We used the method of alkaline elution to compare quantitatively the DNA lesions produced by cisplatin and carboplatin in the AKR leukemia in vivo. These data were compared with cytotoxicity of each drug in the same animal model and in a solid tumor murine model (colon 26). DNA-protein and DNA-DNA interstrand crosslinks were formed in similar proportions by both drugs when peak values of crosslinking were compared. No clear difference in the rate of formation of both types of crosslinks could be observed between these drugs. On a molar basis a 3- to 4-fold more carboplatin had to be given to obtain equivalent frequencies of both types of crosslinks. In contrast, to obtain equitoxicity in the same animal tumor model, 13 fold higher doses of carboplatin had to be given. This difference in cytotoxicity between both drugs is comparable to the difference measured in colon 26 in vivo (16 fold). Both values are in the range of literature data (10-25 fold) dealing with the relative potency of cisplatin and carboplatin in murine tumor models.

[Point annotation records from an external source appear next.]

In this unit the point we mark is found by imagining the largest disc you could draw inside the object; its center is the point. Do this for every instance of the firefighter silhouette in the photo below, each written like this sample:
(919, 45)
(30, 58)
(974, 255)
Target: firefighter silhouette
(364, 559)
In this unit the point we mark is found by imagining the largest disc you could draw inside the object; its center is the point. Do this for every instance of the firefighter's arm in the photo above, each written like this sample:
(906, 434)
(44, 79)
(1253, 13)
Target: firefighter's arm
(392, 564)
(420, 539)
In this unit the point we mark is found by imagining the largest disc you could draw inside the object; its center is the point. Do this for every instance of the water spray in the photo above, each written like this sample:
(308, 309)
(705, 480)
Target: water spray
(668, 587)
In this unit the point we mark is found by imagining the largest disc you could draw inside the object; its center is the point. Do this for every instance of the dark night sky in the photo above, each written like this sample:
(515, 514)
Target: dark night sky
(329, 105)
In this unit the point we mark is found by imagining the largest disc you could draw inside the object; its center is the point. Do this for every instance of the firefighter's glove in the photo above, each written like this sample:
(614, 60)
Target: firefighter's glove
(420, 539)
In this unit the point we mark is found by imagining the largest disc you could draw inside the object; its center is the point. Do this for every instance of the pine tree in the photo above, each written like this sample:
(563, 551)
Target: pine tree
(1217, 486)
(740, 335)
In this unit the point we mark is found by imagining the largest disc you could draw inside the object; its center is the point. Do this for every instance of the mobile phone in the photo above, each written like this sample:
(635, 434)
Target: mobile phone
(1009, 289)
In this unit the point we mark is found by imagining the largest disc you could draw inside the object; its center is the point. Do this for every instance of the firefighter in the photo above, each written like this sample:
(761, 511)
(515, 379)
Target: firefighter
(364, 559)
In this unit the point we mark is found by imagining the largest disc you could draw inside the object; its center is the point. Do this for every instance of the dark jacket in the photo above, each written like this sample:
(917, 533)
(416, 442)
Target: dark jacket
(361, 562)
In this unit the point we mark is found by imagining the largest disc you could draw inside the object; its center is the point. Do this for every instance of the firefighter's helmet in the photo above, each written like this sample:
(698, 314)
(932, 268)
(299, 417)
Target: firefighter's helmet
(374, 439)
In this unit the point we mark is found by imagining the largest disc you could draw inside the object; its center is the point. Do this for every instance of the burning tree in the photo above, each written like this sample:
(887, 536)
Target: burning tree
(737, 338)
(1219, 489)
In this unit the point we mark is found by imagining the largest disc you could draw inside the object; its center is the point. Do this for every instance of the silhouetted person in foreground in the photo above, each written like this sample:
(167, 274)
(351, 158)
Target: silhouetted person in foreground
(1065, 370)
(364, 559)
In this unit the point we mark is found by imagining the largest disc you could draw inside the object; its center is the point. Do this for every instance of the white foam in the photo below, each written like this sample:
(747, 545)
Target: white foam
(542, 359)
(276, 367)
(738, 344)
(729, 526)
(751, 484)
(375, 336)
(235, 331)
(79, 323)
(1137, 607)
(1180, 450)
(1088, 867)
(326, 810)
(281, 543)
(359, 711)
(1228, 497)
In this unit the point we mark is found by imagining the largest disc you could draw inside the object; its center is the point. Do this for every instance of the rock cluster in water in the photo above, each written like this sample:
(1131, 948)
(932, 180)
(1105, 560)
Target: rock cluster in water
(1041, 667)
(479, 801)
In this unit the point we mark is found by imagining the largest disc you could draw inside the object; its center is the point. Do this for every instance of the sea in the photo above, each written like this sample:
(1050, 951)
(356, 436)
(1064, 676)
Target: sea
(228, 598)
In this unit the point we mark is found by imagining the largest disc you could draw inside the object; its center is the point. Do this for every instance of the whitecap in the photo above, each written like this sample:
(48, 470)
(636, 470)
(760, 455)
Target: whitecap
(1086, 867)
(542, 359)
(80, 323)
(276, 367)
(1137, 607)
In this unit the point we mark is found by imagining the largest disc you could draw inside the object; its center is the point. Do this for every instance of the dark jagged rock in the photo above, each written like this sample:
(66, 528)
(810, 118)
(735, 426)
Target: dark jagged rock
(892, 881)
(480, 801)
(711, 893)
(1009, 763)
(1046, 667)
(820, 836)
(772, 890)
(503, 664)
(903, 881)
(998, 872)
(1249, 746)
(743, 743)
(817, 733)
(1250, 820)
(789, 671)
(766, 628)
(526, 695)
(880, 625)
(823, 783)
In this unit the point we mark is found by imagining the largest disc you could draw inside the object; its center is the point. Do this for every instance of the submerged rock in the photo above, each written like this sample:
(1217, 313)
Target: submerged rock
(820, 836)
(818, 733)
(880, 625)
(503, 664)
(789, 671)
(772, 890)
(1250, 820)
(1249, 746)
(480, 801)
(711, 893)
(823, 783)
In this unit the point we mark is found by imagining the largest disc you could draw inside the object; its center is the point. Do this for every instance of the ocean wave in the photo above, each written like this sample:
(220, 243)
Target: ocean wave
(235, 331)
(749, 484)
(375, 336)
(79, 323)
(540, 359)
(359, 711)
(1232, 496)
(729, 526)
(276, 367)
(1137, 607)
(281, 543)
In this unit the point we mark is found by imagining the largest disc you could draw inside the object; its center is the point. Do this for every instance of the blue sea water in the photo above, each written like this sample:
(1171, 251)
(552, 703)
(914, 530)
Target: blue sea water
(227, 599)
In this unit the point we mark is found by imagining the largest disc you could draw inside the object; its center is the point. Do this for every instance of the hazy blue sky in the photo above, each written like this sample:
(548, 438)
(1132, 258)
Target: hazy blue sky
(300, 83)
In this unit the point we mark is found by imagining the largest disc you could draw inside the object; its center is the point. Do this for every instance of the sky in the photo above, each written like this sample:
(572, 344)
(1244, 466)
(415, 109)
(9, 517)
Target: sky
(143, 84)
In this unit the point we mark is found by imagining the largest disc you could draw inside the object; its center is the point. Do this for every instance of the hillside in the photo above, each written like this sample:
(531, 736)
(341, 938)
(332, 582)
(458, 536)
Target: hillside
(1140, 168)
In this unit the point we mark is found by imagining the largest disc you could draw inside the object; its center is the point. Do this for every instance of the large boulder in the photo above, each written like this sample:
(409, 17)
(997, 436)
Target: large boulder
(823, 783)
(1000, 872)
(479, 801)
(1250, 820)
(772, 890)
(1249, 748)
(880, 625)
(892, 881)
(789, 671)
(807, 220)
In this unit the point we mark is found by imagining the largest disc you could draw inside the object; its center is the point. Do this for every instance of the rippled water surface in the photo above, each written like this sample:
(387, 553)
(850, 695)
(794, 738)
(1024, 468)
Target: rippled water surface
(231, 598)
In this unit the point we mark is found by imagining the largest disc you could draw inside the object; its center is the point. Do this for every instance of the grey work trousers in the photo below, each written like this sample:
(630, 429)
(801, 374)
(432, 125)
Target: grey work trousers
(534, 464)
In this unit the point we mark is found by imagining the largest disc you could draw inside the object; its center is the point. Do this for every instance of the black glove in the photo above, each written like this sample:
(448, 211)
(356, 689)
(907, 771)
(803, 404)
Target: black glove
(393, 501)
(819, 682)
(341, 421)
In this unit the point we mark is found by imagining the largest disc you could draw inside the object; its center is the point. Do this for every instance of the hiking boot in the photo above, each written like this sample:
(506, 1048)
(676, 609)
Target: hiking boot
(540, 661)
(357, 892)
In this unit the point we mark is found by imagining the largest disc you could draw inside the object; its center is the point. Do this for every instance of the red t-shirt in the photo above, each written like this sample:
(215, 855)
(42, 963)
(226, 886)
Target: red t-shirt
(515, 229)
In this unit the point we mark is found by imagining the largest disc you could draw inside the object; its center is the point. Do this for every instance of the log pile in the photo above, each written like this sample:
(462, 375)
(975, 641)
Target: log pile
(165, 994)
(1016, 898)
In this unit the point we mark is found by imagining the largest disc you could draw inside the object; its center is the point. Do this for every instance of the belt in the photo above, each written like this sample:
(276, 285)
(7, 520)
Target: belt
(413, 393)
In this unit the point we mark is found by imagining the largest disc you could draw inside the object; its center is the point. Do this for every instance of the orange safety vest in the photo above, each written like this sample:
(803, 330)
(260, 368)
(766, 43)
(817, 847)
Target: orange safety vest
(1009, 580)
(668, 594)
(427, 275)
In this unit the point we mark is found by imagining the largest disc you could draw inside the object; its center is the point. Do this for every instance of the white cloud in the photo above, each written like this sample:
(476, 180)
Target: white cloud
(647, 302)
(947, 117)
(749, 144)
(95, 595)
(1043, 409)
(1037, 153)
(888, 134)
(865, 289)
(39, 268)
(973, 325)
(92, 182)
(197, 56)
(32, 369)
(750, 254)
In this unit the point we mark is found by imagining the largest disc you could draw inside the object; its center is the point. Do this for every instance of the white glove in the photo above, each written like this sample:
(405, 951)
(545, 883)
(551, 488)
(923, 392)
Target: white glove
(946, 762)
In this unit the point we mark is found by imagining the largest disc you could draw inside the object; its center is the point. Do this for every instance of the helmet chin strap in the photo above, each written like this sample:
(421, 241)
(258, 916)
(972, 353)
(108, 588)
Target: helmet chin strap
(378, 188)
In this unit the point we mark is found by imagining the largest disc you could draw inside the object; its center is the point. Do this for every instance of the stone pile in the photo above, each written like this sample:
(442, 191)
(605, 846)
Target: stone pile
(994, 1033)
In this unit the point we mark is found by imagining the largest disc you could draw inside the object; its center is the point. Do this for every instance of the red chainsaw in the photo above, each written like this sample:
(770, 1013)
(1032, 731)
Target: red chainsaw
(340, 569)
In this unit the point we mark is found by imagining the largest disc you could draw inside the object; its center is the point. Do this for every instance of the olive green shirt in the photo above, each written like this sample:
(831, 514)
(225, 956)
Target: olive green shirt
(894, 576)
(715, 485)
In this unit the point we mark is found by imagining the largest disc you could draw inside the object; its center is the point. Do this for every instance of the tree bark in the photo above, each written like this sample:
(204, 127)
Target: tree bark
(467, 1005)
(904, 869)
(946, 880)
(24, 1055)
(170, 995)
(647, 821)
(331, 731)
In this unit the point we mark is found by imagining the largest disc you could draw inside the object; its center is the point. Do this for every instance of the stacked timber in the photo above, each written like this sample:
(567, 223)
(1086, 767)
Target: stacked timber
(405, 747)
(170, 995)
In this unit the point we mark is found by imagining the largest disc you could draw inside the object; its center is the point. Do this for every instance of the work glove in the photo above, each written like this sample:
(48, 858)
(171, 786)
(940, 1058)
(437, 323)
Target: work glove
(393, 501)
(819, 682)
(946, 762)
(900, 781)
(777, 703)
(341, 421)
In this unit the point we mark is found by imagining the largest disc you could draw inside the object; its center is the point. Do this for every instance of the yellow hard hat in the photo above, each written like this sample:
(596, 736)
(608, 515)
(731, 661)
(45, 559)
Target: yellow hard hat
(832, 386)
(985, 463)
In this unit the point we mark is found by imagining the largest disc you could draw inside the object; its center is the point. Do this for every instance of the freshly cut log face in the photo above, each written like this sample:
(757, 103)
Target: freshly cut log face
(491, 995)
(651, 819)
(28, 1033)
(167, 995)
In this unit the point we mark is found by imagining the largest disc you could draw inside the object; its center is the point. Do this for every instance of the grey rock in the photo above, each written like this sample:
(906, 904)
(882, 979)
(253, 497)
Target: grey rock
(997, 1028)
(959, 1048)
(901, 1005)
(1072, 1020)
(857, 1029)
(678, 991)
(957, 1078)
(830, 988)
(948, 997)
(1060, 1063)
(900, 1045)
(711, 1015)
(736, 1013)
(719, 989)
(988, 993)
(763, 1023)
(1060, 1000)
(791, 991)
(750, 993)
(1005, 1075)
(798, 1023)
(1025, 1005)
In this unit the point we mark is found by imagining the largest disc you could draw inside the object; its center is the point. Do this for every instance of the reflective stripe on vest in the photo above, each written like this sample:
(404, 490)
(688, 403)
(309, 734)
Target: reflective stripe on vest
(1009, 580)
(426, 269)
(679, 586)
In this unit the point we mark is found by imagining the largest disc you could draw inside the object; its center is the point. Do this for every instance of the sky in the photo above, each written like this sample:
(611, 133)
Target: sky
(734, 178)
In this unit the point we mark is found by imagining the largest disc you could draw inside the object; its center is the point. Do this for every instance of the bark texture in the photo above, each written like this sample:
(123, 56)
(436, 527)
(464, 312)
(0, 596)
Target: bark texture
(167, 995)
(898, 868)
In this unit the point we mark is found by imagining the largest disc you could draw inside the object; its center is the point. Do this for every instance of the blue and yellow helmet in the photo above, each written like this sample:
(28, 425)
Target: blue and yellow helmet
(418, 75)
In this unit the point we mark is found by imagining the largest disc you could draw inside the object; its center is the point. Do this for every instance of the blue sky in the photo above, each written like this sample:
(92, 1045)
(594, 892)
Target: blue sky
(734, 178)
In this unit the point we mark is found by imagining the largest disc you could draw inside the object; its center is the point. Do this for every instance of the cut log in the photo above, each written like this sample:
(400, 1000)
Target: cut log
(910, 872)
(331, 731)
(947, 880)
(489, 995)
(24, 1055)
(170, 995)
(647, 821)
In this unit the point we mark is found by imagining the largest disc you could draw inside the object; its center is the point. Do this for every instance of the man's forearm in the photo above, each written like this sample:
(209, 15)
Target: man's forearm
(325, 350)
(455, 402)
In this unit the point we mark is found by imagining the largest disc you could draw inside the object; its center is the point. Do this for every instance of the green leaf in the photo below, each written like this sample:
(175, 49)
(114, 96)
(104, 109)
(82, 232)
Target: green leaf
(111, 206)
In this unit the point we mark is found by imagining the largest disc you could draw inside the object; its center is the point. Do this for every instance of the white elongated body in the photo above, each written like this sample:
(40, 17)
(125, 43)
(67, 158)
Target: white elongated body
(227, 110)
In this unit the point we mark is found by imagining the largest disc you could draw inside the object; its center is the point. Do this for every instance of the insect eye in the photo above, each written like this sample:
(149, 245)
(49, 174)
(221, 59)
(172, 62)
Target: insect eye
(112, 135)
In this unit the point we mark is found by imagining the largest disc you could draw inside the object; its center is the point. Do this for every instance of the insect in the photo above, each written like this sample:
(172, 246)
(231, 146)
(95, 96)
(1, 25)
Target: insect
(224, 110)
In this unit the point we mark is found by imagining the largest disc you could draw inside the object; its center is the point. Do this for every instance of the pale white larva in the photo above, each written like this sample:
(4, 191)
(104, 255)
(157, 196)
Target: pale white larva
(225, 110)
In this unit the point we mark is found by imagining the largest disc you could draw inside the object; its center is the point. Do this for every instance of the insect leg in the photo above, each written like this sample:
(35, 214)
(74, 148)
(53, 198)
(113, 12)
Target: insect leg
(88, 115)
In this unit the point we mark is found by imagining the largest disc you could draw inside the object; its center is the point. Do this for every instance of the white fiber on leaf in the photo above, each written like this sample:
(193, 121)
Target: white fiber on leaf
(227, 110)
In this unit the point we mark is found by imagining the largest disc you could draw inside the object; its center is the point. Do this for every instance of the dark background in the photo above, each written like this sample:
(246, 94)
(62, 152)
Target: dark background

我们采用碱性洗脱法对顺铂和卡铂在体内AKR白血病中产生的DNA损伤进行定量比较。将这些数据与每种药物在相同动物模型和实体瘤小鼠模型(结肠26)中的细胞毒性进行比较。当比较交联峰值时,两种药物形成的DNA-蛋白质和DNA-DNA链间交联比例相似。在这两种药物之间,未观察到两种类型交联形成速率的明显差异。以摩尔为基础,必须给予3至4倍剂量的卡铂才能获得同等频率的两种类型交联。相比之下,为了在相同动物肿瘤模型中获得同等毒性,必须给予高13倍剂量的卡铂。这两种药物在细胞毒性上的差异与在体内结肠26中测得的差异相当(16倍)。这两个值都在文献数据(10 - 25倍)范围内,该文献数据涉及顺铂和卡铂在小鼠肿瘤模型中的相对效力。